December 27, 2010
Big Data and Risk Management Part 2: Relational Databases
In a previous posting, I discussed the dual trends of big data technology and risk management requirements that are rapidly converging. The two most popular types of big-data technology vying for hearts-and-minds today are the so-called "legacy" Relational Database Management Systems (RDBMS) technology and the new-kid-on-the-block - Map-Reduce (MR) technology first developed at Google and embodied in the open-source Hadoop project. This posting will examine RDBMS systems with subsequent posts addressing MR technology.
Note: Some of the descriptions here are purposely kept simple - perhaps too simple for anyone well schooled in database concepts - in the interest of ensuring that the basics are clear to everyone. This is important when discussing the differences between RDBMS' and MR technology.
Relational Database systems have been around for some time. First described by E.F.Codd in a seminal paper in 1970, they have seen rapid progress in the past 30 years. Numerous vendors have developed RDBMS solutions to the point where they are almost ubiquitous as data storage platforms. Some of the popular database platforms include IBM DB2, Oracle, Sybase and Microsoft SQL Server. The open-source community has not been idle either, having developed MySQL and PostgreSQL to a point where this platform has achieved tremendous popularity (and ironically, themselves have achieved the un-cool "legacy" status).
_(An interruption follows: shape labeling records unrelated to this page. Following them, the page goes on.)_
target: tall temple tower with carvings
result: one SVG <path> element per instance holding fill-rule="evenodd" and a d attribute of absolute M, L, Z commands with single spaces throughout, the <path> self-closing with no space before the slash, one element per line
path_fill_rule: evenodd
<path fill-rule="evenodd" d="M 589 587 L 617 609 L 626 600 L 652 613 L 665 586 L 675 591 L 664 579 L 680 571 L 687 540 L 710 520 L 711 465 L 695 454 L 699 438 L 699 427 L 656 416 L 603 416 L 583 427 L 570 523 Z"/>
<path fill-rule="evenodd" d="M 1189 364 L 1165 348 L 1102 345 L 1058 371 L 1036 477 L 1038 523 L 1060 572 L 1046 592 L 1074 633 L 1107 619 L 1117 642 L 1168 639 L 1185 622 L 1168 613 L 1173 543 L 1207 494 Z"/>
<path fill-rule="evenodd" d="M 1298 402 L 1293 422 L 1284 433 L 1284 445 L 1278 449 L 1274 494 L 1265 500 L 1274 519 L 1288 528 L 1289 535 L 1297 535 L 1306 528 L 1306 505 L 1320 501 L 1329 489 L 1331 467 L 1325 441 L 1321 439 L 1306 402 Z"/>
Relational databases rely on a fairly simplistic way of representing data in a tabular form with data in rows and columns. Data elements in a given row is assumed to have an implicit relationship to each other, while each row contains information that is not explicitly related to any other row. This representation is called a table. Typical databases have many tables with data about different subjects. For example, a credit risk database may have a table representing counter-party data and another representing positional data. Tables can be related to each other via keys. The process of connecting data between tables with a common key is referred to as joining tables. The position table could hold a column with a counter-party ID in it, which could allow the database to join it to the customer table. In this way one can quickly extract information about counter-parties and the positions they hold in one operation. All this should be familiar to anyone who's built an Excel spreadsheet with multiple tabs - each tab is like a table in the database.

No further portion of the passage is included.